Maryam Saeedifard received the Ph.D. degree in electrical engineering from the University of Toronto, in 2008. Since January 2014, she has been with the School of Electrical and Computer Engineering at Georgia Institute of Technology, where she is currently a Ken Byers professor. She is a  recipient of the IEEE Modeling and Control Technical Achievement Award in 2024, the IEEE Bimal Bose Award for Industrial Electronics Applications in Energy Systems in 2024, Roger Webb’s Excellence in Mentorship Award from the School of Electrical and Computer Engineering at Georgia Tech in 2023, the 8th Nagamori Awards from Nagamori Foundation in 2022, Roger Webb’s Outstanding Mid-Career Faculty Award from the School of Electrical and Computer Engineering at Georgia Tech in 2021, U.S. Clean Energy Education and Empowerment (C3E) Technology Research & Innovation Award from the Department of Energy in 2021, First Place Prize Paper Award from the IEEE Transactions on Power Electronics in 2023, 2022 and 2021, Best Transactions Paper Award of the IEEE Transactions on Industrial Electronics in 2018 and 2016, IEEE J. David Irwin Early Career Award in 2018, U.S. National Academy of Engineering, Frontiers in Engineering in Education in 2012, U.S. National Academy of Engineering, Frontiers in Engineering in 2011, and IEEE Richard M. Bass Outstanding Young Power Electronic Engineer Award in 2010. She is an IEEE Fellow and is currently serving as the Editor-in-Chief of IEEE Trans. on Power Electronics Letters.
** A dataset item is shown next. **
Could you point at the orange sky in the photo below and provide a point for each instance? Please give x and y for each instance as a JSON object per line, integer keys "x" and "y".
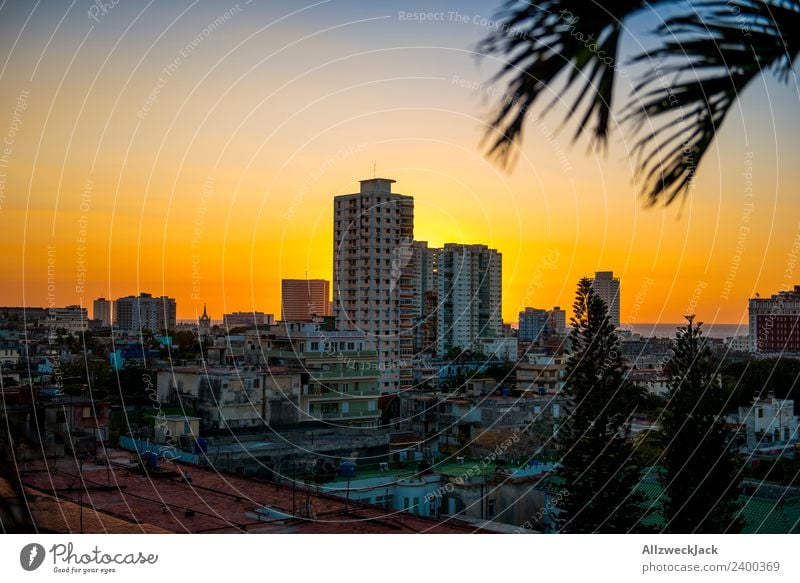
{"x": 228, "y": 175}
Her research interests include power electronics and its applications in terrestrial and mobile power systems.

Next-Generation Grid Architectures in the Era of Power Electronics and AI

Power systems are undergoing a fundamental architectural transformation driven by high renewable penetration, declining system inertia, and the rapid emergence of large, dynamic AI-driven load centers. In this context, power electronics are evolving from peripheral interfaces into the primary enablers of stability, flexibility, and resilience in modern power networks.
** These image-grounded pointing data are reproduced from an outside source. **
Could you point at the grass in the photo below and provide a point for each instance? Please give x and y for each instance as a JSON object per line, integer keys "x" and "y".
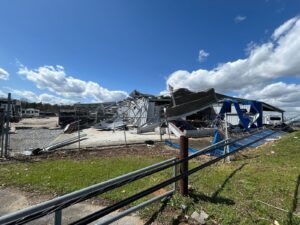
{"x": 229, "y": 193}
{"x": 64, "y": 176}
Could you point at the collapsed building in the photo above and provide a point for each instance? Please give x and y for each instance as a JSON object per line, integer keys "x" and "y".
{"x": 193, "y": 114}
{"x": 15, "y": 109}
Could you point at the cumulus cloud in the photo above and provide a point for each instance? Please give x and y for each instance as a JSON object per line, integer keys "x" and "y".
{"x": 44, "y": 98}
{"x": 202, "y": 55}
{"x": 4, "y": 75}
{"x": 239, "y": 18}
{"x": 55, "y": 79}
{"x": 277, "y": 58}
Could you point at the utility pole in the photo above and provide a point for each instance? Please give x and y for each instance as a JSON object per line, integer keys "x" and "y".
{"x": 184, "y": 166}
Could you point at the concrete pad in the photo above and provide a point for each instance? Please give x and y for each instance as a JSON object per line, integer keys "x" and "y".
{"x": 97, "y": 138}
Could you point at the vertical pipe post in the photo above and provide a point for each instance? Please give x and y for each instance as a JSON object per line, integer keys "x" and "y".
{"x": 174, "y": 174}
{"x": 226, "y": 147}
{"x": 57, "y": 217}
{"x": 2, "y": 136}
{"x": 78, "y": 128}
{"x": 184, "y": 166}
{"x": 7, "y": 124}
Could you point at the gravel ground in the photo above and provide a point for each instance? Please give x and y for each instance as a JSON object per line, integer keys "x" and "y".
{"x": 32, "y": 138}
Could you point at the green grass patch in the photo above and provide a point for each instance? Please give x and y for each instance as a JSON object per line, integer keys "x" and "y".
{"x": 64, "y": 176}
{"x": 229, "y": 193}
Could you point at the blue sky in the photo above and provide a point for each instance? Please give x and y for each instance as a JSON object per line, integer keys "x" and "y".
{"x": 117, "y": 46}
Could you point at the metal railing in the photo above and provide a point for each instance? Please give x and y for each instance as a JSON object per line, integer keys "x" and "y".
{"x": 56, "y": 205}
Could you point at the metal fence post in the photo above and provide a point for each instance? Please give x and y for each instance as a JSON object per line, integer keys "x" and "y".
{"x": 175, "y": 174}
{"x": 7, "y": 124}
{"x": 57, "y": 217}
{"x": 184, "y": 166}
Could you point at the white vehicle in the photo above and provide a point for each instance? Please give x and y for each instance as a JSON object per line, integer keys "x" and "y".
{"x": 273, "y": 120}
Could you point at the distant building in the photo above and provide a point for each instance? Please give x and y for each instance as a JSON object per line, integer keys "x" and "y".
{"x": 16, "y": 109}
{"x": 30, "y": 112}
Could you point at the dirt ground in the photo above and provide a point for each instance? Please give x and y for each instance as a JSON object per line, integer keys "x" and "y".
{"x": 13, "y": 200}
{"x": 39, "y": 122}
{"x": 159, "y": 149}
This keynote explores next-generation grid architectures in which power-electronic interfaces play a central and coordinated role across transmission systems, distribution networks, and large-scale load integration. Recent advances in converter design, control, protection, and interoperability are examined. By highlighting international initiatives and emerging research directions, the presentation outlines a unified architectural vision for a resilient, flexible, and sustainable power grid suited to the era of power electronics and AI.